Bahkan, pasca-revisi Undang-undang KPK, muncul suara yang mengatakan bahwa KPK kini wujudnya masih Cicak yang di dalamnya berisi Buaya. Salah satunya diserukan Ketua Yayasan Lembaga Bantuan Hukum Indonesia (YLBHI) Asfinawati.
Tak bisa dipungkiri, ada bara dalam sekam pada relasi KPK dan Polri. Sumber AIMAN di keluarga besar Polri menyebut, mayoritas polisi di Mabes Polri menolak kedatangan calon keluarga baru eks KPK.
Terlebih, sebagian dari mereka adalah eks anggota Polri yang dengan sukarela sudah menyatakan keluar dari institusi.
Menanggapi persoalan ini, Ketua Masyarakat Anti Korupsi Indonesia (MAKI) Boyamin Saiman optimistis bahwa resistensi di tubuh Polri ini bisa diatasi.
Ia justru yakin bergabungnya 58 eks KPK ini akan memperkuat Polri di bawah kepemimpinan Jenderal Sigit.
"Ini cara cerdas yang disampaikan oleh Kapolri. Saya bisa katakan ini merupakan gaya (berkomunikasi) Solo," ungkap Boyamin. Ia menolak menjelaskan lebih gamblang apakah yang ia maksud Solo ini adalah Presiden Jokowi.
Apa yang akan terjadi ke depan memang serba belum pasti. Bagaimana proses rekrutmen Polri terhadap 58 eks pegawai KPK masih jadi pertanyaan.
Namun, ada mekanisme regulasi yang mungkin dijadikan ruang rekrutmen. Peraturan Pemerintah Nomor 17 Tahun 2020 pada Pasal 3 ayat 1 menyebutkan, "Presiden berwenang menetapkan pengangkatan, pemindahan, dan pemberhentian PNS."
Bagaimana pula pembagian tugas dan wewenang.
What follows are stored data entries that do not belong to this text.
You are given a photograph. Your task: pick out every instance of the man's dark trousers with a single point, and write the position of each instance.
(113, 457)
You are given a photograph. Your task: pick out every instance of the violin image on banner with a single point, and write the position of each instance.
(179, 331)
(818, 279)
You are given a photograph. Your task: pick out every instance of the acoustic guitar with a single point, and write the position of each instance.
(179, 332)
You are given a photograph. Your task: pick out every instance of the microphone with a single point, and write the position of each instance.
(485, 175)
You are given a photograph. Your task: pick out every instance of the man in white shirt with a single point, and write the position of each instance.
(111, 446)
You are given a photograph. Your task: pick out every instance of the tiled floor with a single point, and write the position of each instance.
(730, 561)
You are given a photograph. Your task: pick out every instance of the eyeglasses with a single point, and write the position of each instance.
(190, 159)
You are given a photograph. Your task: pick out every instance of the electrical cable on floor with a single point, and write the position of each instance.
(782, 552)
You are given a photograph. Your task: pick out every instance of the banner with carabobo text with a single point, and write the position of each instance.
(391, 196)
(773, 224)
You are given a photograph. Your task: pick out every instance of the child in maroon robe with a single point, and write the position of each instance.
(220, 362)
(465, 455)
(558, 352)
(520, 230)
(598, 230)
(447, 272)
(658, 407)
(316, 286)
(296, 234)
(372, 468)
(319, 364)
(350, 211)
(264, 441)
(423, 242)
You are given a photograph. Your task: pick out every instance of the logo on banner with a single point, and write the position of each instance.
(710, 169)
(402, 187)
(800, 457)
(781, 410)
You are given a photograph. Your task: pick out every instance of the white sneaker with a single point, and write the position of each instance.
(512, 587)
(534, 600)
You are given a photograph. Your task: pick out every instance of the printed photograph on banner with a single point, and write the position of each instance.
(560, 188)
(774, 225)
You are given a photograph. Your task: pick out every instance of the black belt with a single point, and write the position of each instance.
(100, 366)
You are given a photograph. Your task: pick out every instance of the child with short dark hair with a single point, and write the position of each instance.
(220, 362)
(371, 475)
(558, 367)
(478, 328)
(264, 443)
Mereka akan ditempatkan di posisi apa? Apa job desk-nya? Masih banyak lagi pertanyaan di luar kemungkinan gesekan di internal kepolisian.
Tampaknya memang bukan jalan datar yang akan ditempuh menuju ke sana. Perang informasi diprediksi bakal mewarnai proses-proses pengalihan ini ke depan.
Namun, pertanyaan mendasarnya tetap sama, persoalan TWK yang mengeliminasi 58 orang pegawai KPK ini murni terkait soal pemberantasan korupsi atau politis?
Apapun jawabannya, kita hanya bisa berspekulasi. Yang penting, bagaimana kita sebagai warga negara membantu agar negara ini lebih baik.
Benar juga apa yang dikatakan seorang teman saya, "Untuk mengubah negara kita perlu agen-agen perubahan. Semakin banyak agen pemberantasan korupsi menyebar di banyak institusi, semakin cepat perubahan terjadi."
Saya Aiman Witjaksono.
Salam!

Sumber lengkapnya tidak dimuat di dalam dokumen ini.